3. It Can Be Sustainable
Thanks to many companies prioritizing working with local fisheries and canneries that adhere to sustainable fishing practices, canned fish can be a sustainable seafood option. When looking for sustainable canned fish, check the can to make sure the fisheries are using environmentally friendly equipment. Pole-and-line-caught, pole-caught, troll-caught, FAD-free, free school and school-caught are all terms the Monterey Bay Aquarium Seafood Watch, a conservation program run by the Monterey Bay Aquarium, recommends looking for on canned fish, especially tuna. If you do not see any information about how the fish was caught, especially for tuna, there’s a good chance it was harvested using an unsustainable method.

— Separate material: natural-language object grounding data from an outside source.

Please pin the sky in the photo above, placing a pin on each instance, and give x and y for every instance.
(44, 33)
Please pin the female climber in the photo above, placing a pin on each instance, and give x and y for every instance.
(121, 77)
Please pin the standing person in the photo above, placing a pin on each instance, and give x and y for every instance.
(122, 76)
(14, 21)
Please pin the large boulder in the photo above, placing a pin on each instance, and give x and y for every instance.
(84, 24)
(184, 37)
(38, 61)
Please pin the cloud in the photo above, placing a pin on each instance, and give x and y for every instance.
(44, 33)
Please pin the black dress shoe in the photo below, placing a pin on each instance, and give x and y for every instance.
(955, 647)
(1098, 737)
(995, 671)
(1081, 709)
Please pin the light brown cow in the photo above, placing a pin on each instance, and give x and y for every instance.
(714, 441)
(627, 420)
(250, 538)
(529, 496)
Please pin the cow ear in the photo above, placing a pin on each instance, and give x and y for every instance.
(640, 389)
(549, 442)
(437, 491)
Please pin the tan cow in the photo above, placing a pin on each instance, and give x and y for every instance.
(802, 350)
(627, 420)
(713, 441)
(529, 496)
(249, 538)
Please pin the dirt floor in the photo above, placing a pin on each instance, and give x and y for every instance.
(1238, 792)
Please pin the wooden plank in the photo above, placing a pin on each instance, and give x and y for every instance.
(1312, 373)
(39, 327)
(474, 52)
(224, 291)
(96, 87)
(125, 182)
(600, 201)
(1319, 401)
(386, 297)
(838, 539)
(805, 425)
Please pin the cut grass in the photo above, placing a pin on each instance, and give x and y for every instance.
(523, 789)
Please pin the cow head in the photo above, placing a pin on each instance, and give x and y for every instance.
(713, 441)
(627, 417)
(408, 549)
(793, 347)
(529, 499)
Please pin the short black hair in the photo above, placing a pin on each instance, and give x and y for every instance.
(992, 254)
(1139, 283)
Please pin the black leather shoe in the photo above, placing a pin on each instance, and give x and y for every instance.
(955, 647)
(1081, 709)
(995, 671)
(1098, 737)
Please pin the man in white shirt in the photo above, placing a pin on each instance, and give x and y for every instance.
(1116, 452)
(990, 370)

4. It’s a Great Source of Vitamin D & Calcium
Vitamin D and calcium work in tandem to support healthy bones. While your body can make vitamin D with the help of sunlight, it’s one of the hardest nutrients to get in your diet. However, canned fish such as tuna, salmon, trout and sardines are great sources of calcium and vitamin D. In fact, 3 ounces of salmon contains approximately 570 IU of vitamin D, which is 71% of the recommended Daily Value, according to the National Institutes of Health.
5. It’s Tasty & Versatile
Quite possibly the best reason to eat canned fish is because it’s flavorful and versatile, on its own or as an ingredient. Many types of canned fish, like octopus, squid and mussels, can be served directly from the cans with crackers but others are perfect for adding to recipes. Anchovies are essential for a classic Caesar salad, and canned salmon and tuna make incredible salmon burgers and tuna melts. Canned mussels, clams and sardines make showstopping pastas as well as high-protein salad toppers, and canned trout can be transformed into a restaurant-worthy spread.
The Bottom Line
Canned fish is growing in popularity for many reasons. It’s a delicious, nutritious and budget-friendly ingredient for getting a healthy meal on the table in minutes, all from the convenience of your pantry. There are many options for canned fish, from the big brands that line your grocery store shelves to the specialty brands offering curated, artisanal tins. If you’re trying to eat more omega-3s, looking for a great dietary source of vitamin D or simply wanting sustainable, shelf-stable fish options, canned fish checks all the boxes.